Flooding has prompted a state of emergency on a northwestern Saskatchewan First Nation and officials caution that up to 200 people may be forced out of their homes.
Onion Lake Cree Nation is the eighth Saskatchewan community to declare a flood emergency since the weekend.
Emergency officials say one home has already been damaged on the reserve, but the bigger concern is being able to get to people if the water rises further.
“At Onion Lake, their community is being affected by overland flooding, some sewer backups and some road access issues,” said Deanna Wysoskey, emergency Social Services co-ordinator.
“Officials are working to maintain the road access, but if that isn’t possible, potentially up to 200 people may have to leave their homes.”
Social Services is working with the Red Cross to set up a shelter at Lakeland College in Lloydminster.
Rising floodwater has already forced more than 50 people from their homes on the Poundmaker First Nation. They’re staying in hotels in neighbouring communities.
But Wysoskey says the good news is that some of the water may be receding at Poundmaker.
“Some of those residents may be able to return home soon,” she said.

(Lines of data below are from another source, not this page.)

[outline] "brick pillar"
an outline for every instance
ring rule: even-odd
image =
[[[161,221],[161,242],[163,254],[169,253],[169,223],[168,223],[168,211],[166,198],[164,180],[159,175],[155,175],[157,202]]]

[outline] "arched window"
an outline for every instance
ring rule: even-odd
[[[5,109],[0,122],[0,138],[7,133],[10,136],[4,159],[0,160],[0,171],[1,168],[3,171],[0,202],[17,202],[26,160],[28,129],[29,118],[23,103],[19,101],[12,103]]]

“There are some homes on Poundmaker that have been damaged by the waters and those residents of those homes will need to be away from home for probably a week or two until repairs and cleaning can be completed.”
Emergency declarations are also in place in the towns of Maidstone and Radisson, the village of Borden, the rural municipalities of Great Bend and Elfros, as well as the Poundmaker and Sakimay First Nations.

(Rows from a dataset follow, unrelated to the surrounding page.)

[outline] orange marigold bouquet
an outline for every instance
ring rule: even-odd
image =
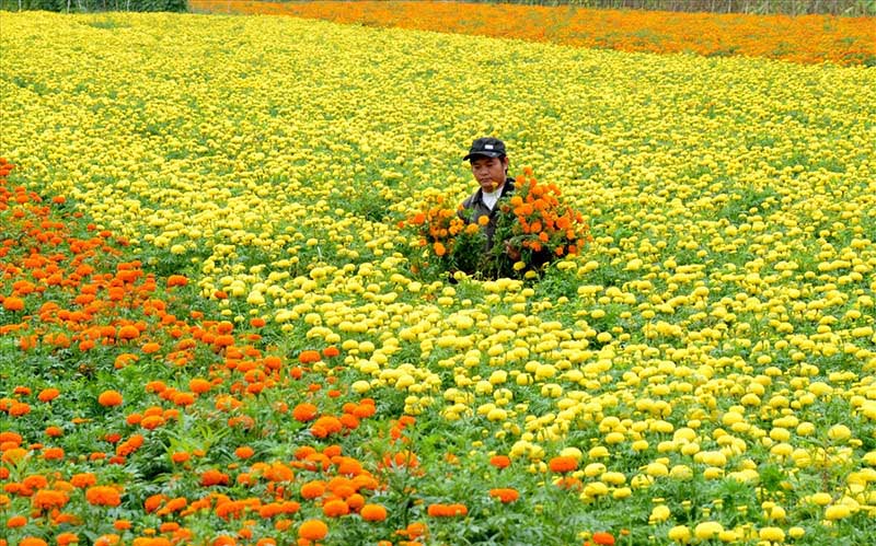
[[[443,271],[475,272],[486,248],[486,235],[479,224],[470,224],[450,208],[442,195],[428,195],[423,209],[404,225],[418,236],[423,249],[414,259],[414,268],[438,268]]]
[[[591,240],[583,214],[562,199],[554,184],[540,184],[529,167],[498,204],[492,254],[498,274],[533,270],[578,254]],[[504,244],[503,244],[504,243]]]
[[[581,213],[563,202],[555,185],[539,184],[529,167],[496,205],[492,246],[483,229],[487,217],[469,223],[461,205],[448,205],[443,195],[427,195],[420,211],[402,222],[413,229],[422,248],[413,260],[415,269],[531,276],[554,259],[577,254],[590,240]]]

Officials say a few people have also left their homes in Borden and are staying with other friends or family in town.
Water levels on many creeks in southern Saskatchewan are rising with the spring run-off.
The Water Security Agency has said the entire southern half of the province will see water run-off levels above or well above normal. Run-off is expected to be very high and flooding is likely to occur from Moose Jaw to Indian Head, including Regina, and south past Weyburn to near the United States border. Saskatoon, Prince Albert and North Battleford are in the red zone as well.

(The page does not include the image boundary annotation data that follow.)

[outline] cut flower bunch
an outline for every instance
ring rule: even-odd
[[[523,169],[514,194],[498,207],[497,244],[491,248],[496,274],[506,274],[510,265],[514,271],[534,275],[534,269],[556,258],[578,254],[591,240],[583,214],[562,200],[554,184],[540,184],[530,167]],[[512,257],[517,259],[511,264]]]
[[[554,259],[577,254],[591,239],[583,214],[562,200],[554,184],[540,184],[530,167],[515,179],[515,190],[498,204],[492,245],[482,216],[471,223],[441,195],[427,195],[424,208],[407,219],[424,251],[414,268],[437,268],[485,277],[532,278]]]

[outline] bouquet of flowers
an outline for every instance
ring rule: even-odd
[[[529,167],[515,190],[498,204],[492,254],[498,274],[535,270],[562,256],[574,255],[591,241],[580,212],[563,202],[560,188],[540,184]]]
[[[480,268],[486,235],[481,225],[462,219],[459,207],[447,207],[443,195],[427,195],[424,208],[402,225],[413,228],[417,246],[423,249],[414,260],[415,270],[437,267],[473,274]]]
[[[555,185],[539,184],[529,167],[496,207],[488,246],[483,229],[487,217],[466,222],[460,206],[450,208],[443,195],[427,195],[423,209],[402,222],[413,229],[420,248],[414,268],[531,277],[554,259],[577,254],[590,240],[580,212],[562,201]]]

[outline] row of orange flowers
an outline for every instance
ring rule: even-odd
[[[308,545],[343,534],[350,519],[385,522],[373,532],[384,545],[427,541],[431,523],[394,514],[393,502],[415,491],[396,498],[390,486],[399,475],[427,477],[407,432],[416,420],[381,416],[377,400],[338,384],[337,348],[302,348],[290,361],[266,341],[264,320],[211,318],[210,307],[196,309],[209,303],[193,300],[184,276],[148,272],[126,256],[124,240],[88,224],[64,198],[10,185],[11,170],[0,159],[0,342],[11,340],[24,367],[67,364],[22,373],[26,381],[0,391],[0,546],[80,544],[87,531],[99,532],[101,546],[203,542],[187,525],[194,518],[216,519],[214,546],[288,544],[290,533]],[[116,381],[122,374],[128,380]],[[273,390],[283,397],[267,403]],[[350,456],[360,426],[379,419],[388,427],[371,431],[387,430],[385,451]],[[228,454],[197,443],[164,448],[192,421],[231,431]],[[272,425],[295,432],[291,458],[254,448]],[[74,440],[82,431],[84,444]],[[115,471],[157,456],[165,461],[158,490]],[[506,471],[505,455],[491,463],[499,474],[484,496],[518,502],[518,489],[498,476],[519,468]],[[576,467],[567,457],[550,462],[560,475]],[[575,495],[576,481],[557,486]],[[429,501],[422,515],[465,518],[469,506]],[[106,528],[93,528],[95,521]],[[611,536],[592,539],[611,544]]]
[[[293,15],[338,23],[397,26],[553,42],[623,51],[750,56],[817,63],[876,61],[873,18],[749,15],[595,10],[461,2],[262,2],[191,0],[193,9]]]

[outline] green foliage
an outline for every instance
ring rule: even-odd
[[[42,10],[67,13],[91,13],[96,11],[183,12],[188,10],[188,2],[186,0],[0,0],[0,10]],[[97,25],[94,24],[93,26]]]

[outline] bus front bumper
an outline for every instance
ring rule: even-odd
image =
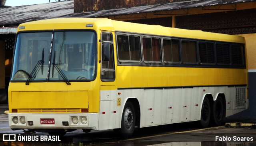
[[[11,129],[82,129],[98,130],[98,113],[9,114]]]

Colder-than-normal temperatures this spring delayed the melt, but officials say that will change when things warm up this weekend.
Patrick Boyle, with the Water Security Agency, says a lot of the flooding so far has been in local tributaries.
“This is sort of a sign that things are coming in stages rather than one large peak,” said Boyle.
“I guess we need to keep in mind, too, that as the snow melts and we see these stages, we could see a number of peaks on certain river systems.”
Boyle says the agency is watching the Wascana creek system, which runs through Regina.